Feminist Data Set – Open Discussions

Back to Rethinking Feminism / Caroline Sinders: Feminist Data Set

The creation of a feminist data set within a historic feminist art space introduces the possibility of data collection as a feminist practice, blurring the lines between art making and activism, with the larger goal of producing a tool to intervene in larger civic and private networks.

As part of Caroline Sinder’s project Feminist Data Set, SOHO20 is hosting a series of workshops as part of the Rethinking Feminism program. Workshops are free and open to the public. We invite all of those interested in the way feminism can impact and is impacted by language to participate.

WORKSHOP EVENTS

March 25, 3-6pm – Caroline Sinders and Natalie Cadranel – open discussion

This discussion will focus on why we must take this opportunity to re-imagine and evolve the archive around mobile media and prioritize InfoSec and threat-modeling as necessary considerations when building archival tools for activist media. We will discuss how to weave inclusivity, privacy, ethical design, egalitarian governance, and human rights into the fabric of these tools.

Natalie Cadranel is the Founder and Director of OpenArchive, a mobile-to-archive preservation ecosystem designed by and for archivists, activists, and citizen journalists. Using participatory research methods and building on contemporary archival theory and practice through the lens of human rights advocacy, she created this open source technology to ethically collect and preserve born-digital media made by at-risk groups.

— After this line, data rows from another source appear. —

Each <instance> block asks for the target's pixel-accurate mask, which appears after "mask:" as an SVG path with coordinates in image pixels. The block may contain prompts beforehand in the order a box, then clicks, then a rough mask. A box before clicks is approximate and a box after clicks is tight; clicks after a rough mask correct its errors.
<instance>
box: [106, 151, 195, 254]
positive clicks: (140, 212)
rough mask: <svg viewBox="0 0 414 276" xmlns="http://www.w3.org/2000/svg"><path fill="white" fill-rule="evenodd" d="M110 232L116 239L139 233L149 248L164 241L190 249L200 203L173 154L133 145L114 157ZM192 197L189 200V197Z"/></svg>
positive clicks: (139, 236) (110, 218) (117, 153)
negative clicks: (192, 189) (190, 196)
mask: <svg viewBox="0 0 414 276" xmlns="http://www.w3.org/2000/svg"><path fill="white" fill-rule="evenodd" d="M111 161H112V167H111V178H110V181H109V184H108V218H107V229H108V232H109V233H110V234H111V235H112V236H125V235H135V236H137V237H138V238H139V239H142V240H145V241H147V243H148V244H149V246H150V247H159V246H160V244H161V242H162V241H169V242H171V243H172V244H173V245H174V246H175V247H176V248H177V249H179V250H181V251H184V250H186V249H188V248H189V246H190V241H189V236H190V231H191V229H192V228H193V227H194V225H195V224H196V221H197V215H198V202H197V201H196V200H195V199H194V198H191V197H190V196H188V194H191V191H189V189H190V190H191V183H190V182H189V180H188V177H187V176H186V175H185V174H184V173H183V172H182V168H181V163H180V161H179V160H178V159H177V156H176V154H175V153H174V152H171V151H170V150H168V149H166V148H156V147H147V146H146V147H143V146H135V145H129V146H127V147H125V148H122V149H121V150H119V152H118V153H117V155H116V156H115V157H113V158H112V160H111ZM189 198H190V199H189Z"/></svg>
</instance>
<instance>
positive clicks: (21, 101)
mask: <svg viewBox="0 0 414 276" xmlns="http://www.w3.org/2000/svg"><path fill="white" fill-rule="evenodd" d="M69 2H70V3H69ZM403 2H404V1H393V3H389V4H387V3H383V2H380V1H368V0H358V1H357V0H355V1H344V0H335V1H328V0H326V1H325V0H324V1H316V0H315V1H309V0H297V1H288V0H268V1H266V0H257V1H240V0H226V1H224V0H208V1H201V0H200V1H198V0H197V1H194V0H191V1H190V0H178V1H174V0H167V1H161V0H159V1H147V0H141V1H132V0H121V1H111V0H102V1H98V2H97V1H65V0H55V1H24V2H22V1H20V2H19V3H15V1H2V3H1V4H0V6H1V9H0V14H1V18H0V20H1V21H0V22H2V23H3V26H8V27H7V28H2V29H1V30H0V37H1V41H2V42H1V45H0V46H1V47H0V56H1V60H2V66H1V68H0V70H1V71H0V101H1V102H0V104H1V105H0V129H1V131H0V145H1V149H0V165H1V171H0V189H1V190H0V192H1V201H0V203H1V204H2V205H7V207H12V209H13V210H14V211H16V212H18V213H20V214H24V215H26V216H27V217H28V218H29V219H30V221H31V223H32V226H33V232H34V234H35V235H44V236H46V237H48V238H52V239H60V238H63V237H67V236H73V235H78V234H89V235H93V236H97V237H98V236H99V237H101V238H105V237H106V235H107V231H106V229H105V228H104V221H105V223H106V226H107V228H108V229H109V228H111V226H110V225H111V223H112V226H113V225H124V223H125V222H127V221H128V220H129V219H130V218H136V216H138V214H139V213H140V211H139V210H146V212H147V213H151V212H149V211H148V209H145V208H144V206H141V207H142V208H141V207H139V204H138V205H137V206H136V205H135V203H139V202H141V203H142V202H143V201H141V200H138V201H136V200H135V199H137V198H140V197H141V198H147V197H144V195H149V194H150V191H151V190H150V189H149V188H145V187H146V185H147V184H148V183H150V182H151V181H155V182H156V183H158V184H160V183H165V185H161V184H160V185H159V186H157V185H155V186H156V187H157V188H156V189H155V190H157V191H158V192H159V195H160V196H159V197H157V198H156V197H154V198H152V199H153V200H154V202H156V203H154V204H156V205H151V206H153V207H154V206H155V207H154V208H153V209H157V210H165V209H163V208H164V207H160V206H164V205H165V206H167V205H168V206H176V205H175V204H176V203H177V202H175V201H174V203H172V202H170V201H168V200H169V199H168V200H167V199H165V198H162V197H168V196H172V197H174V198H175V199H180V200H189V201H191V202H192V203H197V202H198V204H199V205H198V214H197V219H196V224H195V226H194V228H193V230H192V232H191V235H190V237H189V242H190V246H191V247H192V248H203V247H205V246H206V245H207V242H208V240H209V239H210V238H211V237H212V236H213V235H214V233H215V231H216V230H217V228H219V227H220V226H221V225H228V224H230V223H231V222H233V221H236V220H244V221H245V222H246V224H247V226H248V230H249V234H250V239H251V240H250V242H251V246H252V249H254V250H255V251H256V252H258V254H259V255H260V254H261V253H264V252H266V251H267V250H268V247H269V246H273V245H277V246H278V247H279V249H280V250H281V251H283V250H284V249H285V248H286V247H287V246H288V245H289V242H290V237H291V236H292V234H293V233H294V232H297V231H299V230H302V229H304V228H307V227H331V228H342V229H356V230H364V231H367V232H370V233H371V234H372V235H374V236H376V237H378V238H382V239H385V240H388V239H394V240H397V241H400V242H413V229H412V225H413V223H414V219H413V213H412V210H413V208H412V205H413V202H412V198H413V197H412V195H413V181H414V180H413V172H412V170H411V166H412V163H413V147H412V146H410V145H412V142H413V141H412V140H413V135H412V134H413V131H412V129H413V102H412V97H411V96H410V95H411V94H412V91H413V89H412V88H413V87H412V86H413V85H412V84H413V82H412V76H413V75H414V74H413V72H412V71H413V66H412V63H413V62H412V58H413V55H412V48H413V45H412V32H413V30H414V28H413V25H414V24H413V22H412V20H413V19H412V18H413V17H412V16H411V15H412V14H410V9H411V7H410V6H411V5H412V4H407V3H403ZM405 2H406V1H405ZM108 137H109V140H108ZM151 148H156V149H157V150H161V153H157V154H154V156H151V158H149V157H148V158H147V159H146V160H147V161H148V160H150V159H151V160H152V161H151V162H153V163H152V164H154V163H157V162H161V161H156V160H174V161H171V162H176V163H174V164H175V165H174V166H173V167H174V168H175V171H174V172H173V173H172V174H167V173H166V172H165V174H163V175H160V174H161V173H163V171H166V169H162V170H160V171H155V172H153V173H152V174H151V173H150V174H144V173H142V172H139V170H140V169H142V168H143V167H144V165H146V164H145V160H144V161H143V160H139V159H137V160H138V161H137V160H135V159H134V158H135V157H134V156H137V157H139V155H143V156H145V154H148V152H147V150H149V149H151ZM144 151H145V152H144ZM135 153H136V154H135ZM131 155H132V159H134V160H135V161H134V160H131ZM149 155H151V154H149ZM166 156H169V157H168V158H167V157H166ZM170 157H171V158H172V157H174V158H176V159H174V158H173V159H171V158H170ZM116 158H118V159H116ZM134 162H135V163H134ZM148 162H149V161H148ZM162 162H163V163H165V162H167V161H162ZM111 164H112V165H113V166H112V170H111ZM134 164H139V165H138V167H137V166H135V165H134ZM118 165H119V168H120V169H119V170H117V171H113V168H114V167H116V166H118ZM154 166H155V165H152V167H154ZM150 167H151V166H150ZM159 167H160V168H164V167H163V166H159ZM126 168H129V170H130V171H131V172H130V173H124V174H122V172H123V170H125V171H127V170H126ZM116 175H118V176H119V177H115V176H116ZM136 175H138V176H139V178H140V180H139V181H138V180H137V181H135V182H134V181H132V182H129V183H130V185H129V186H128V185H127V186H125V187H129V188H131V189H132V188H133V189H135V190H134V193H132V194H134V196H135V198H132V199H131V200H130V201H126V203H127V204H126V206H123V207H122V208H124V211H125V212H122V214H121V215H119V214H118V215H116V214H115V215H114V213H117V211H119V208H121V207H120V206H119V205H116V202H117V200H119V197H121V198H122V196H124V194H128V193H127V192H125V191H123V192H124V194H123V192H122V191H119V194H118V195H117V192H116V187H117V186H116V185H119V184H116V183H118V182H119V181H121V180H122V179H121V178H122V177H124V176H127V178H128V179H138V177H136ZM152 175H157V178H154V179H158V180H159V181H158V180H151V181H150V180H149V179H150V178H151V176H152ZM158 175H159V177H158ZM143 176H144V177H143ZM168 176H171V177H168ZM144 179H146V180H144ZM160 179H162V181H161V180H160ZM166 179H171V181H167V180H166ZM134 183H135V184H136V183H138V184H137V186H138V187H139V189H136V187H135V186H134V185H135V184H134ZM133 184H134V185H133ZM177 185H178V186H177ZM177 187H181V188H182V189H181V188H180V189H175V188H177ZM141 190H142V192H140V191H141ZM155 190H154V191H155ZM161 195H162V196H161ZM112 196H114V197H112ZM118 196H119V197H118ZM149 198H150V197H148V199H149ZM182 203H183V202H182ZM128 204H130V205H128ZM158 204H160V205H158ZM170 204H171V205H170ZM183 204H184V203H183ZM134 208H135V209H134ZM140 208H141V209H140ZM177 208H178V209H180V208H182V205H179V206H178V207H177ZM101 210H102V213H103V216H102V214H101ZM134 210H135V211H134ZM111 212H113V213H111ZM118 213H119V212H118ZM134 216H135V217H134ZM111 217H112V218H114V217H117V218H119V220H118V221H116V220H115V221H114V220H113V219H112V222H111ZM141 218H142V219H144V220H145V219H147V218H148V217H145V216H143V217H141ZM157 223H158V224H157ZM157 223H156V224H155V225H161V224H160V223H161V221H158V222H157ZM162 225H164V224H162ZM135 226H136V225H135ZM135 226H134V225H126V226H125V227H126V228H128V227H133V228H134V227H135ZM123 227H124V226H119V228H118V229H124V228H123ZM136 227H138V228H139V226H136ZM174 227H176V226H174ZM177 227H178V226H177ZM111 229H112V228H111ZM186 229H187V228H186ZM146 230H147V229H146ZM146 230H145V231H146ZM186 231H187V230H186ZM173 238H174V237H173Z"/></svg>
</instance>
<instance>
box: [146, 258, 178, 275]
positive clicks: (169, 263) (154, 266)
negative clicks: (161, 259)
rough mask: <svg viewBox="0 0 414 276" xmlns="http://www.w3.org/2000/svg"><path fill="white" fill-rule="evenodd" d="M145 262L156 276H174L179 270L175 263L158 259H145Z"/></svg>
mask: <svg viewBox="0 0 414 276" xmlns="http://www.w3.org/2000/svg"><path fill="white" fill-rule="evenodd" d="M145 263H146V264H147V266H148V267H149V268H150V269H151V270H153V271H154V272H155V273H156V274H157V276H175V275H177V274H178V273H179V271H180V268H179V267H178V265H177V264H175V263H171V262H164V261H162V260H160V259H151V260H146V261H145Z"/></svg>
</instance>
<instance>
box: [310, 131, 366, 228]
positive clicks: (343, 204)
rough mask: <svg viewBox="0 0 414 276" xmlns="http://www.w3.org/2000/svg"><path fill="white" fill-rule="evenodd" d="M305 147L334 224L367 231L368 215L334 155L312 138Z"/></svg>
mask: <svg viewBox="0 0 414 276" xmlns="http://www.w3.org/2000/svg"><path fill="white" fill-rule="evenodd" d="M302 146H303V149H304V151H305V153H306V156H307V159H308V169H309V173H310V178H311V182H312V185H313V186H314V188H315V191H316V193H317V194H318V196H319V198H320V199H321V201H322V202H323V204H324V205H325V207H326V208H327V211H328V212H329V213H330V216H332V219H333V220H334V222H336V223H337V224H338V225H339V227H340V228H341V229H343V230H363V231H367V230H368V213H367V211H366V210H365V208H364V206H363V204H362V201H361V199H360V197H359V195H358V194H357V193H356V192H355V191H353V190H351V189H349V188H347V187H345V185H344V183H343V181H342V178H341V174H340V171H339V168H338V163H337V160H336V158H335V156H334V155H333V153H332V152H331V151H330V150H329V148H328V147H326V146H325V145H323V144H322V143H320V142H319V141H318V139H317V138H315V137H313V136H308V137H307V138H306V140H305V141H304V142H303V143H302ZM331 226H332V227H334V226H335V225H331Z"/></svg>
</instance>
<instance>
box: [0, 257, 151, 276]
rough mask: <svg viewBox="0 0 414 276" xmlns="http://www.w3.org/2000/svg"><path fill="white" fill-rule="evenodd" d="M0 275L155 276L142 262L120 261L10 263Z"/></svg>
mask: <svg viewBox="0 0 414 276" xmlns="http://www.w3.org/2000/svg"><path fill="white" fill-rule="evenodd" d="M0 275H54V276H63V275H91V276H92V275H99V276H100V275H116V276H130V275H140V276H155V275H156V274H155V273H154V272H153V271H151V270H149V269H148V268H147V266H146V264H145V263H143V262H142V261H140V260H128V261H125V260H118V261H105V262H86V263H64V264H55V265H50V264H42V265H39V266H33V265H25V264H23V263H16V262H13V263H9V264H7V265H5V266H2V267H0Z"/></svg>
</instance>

Specifically, to protect media from government and corporate efforts to chill free speech though censorship, privacy breaches, and data loss, while preserving it for legacy access.

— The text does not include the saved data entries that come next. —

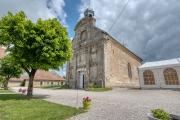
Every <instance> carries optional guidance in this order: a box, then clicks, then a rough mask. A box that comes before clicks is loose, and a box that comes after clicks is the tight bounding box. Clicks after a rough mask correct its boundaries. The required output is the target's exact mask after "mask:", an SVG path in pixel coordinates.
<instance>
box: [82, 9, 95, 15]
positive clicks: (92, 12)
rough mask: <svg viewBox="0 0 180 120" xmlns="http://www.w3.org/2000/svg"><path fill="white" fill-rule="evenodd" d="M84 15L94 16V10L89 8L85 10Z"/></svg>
mask: <svg viewBox="0 0 180 120" xmlns="http://www.w3.org/2000/svg"><path fill="white" fill-rule="evenodd" d="M84 17H94V10H93V9H91V8H87V9H86V10H85V11H84Z"/></svg>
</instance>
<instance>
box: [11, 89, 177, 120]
mask: <svg viewBox="0 0 180 120" xmlns="http://www.w3.org/2000/svg"><path fill="white" fill-rule="evenodd" d="M13 89H14V90H17V88H13ZM77 93H78V94H77ZM34 94H35V95H40V96H41V97H42V98H43V99H45V100H48V101H51V102H55V103H60V104H64V105H70V106H74V107H80V106H81V105H82V103H81V100H82V98H83V97H84V96H90V97H91V98H92V107H91V109H90V110H89V111H88V112H86V113H83V114H80V115H78V116H75V117H73V118H71V119H70V120H147V117H146V114H147V113H148V112H150V110H151V109H153V108H163V109H165V110H166V111H168V112H171V113H175V114H178V115H180V91H173V90H135V89H125V88H124V89H120V88H119V89H118V88H116V89H114V90H112V91H108V92H87V91H82V90H78V91H77V90H47V89H37V88H36V89H34ZM77 98H78V99H77Z"/></svg>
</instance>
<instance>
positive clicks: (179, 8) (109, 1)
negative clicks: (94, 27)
mask: <svg viewBox="0 0 180 120" xmlns="http://www.w3.org/2000/svg"><path fill="white" fill-rule="evenodd" d="M92 3H93V8H94V10H95V14H96V17H97V26H99V27H100V28H102V29H104V30H106V31H107V32H109V33H110V34H111V35H112V36H114V37H115V38H117V39H118V40H119V41H120V42H121V43H125V45H126V47H127V48H129V49H130V50H132V51H133V52H135V53H136V54H138V55H139V56H140V57H142V58H143V59H144V60H145V61H153V60H160V59H169V58H175V57H180V0H129V4H128V6H127V7H126V9H125V11H124V12H123V14H122V15H121V17H120V18H117V16H118V14H119V12H120V11H121V8H122V7H123V5H125V3H126V0H113V1H109V0H98V1H95V0H94V1H92ZM85 8H86V1H85V0H82V5H81V7H80V12H81V13H82V12H83V10H84V9H85ZM81 17H82V14H81ZM116 18H117V22H116V23H115V25H114V27H113V28H112V29H111V30H109V27H110V26H111V25H112V24H113V21H115V19H116Z"/></svg>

April 7 – 3-4:30pm – Caroline Sinders and Hannah Davis

Hannah Davis is a generative musician and independent researcher working in machine learning. Her work falls along the lines of music generation, data sonification, AI, and sentiment analysis. Her algorithm TransProse, which translates novels and other large works of text into emotionally-similar music, has been written up in TIME, Popular Science, Wired, and others.

Hannah is currently working on creating unique datasets for art and machine learning. Through her work on emotions in AI, she’s become particularly interested in the idea of “subjective data” and has started further research into this area. She is a 2017 AI Grant recipient and currently an artist-in-resident at NYU-ITP working on the ML5js library. Her work can be found at www.hannahishere.com and www.musicfromtext.com.